A Justiça da Paraíba determinou a falência da Braiscompany e de outras empresas ligadas ao grupo econômico investigado por um esquema que teria causado prejuízo superior a R$ 1 bilhão. A decisão foi assinada no último dia 6 de fevereiro pelo juiz Cláudio Pinto, da Vara de Feitos Especiais de Campina Grande.

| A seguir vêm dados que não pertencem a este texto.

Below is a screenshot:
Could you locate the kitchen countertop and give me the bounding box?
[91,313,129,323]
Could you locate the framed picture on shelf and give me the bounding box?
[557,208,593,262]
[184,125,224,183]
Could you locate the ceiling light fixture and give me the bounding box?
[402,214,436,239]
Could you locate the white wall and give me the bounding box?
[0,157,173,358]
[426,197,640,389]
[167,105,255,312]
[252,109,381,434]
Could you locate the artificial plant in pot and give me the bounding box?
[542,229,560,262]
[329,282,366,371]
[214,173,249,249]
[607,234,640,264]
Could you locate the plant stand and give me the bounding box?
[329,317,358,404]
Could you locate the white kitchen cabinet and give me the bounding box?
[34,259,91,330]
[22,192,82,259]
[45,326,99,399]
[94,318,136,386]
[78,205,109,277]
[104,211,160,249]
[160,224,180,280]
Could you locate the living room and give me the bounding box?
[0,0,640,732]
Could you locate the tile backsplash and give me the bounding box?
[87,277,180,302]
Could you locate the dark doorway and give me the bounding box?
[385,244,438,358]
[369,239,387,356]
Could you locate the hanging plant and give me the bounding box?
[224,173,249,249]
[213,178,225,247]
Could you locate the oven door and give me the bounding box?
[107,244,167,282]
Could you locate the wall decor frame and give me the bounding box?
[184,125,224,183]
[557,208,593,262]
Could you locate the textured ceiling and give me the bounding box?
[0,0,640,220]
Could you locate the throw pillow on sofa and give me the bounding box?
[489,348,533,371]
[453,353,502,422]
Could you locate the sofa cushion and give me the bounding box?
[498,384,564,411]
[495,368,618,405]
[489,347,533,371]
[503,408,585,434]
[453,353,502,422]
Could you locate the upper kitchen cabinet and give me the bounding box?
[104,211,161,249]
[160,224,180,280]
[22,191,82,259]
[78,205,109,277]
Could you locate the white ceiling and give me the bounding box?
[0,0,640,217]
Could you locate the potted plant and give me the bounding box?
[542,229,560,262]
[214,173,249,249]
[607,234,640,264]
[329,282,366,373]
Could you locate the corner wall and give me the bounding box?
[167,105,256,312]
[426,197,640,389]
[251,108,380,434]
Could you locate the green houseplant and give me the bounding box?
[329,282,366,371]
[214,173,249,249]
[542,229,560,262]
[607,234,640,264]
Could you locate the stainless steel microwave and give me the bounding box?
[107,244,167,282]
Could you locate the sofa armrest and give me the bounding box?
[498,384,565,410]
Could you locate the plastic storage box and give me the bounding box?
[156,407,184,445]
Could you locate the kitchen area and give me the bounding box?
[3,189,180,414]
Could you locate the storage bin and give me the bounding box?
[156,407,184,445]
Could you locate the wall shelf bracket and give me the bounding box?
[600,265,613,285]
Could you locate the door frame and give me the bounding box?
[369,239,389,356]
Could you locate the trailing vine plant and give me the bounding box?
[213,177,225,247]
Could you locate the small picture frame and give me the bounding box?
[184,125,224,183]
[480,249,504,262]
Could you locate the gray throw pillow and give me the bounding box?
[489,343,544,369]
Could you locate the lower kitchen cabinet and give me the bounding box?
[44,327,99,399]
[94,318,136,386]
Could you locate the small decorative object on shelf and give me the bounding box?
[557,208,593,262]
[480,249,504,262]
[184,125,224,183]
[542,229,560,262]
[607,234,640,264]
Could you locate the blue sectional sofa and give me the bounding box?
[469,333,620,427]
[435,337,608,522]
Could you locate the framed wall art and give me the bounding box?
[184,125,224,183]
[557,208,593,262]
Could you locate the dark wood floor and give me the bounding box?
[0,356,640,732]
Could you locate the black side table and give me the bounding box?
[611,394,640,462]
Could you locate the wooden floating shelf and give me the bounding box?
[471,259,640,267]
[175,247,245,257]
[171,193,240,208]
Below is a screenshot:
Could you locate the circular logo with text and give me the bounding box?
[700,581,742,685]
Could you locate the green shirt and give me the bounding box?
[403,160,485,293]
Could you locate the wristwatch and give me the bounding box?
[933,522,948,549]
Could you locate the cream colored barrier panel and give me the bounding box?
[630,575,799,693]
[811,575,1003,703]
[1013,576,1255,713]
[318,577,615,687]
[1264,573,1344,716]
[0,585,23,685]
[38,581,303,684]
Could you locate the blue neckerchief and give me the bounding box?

Na sentença, o magistrado considerou, entre outros fatores, a condenação dos sócios Antônio Neto Ais e Fabrícia Cândido por crimes contra o sistema financeiro, além do fato de ambos estarem presos na Argentina. Também tiveram a falência decretada empresas como Braiscompany Soluções Digitais e Treinamentos, Braistech Centro de Inovação e Tecnologia, Brais Games Software e Brais Holding Participações.
De acordo com a decisão, as sedes estão fechadas e sem funcionamento, enquanto mais de cinco mil ações judiciais foram movidas contra o grupo em todo o país. O juiz destacou ainda o abandono das atividades e a ausência de recursos para pagamento de credores, o que caracteriza situação típica de falência.
Com a medida, foi determinada a arrecadação de bens, documentos e livros contábeis, além da lacração dos estabelecimentos. As cobranças individuais contra as empresas ficam suspensas, passando a ser concentradas no processo falimentar, responsável por organizar a liquidação do patrimônio e o pagamento dos credores.
Segundo as investigações, o casal é apontado como responsável por desviar cerca de R$ 1,11 bilhão e fazer mais de 20 mil vítimas por meio da captação de investimentos com promessa de rendimentos mensais considerados fora dos padrões do mercado.
A decretação da falência marca uma nova etapa judicial do caso, agora voltada à tentativa de recuperação de ativos e eventual ressarcimento das pessoas prejudicadas pelo esquema.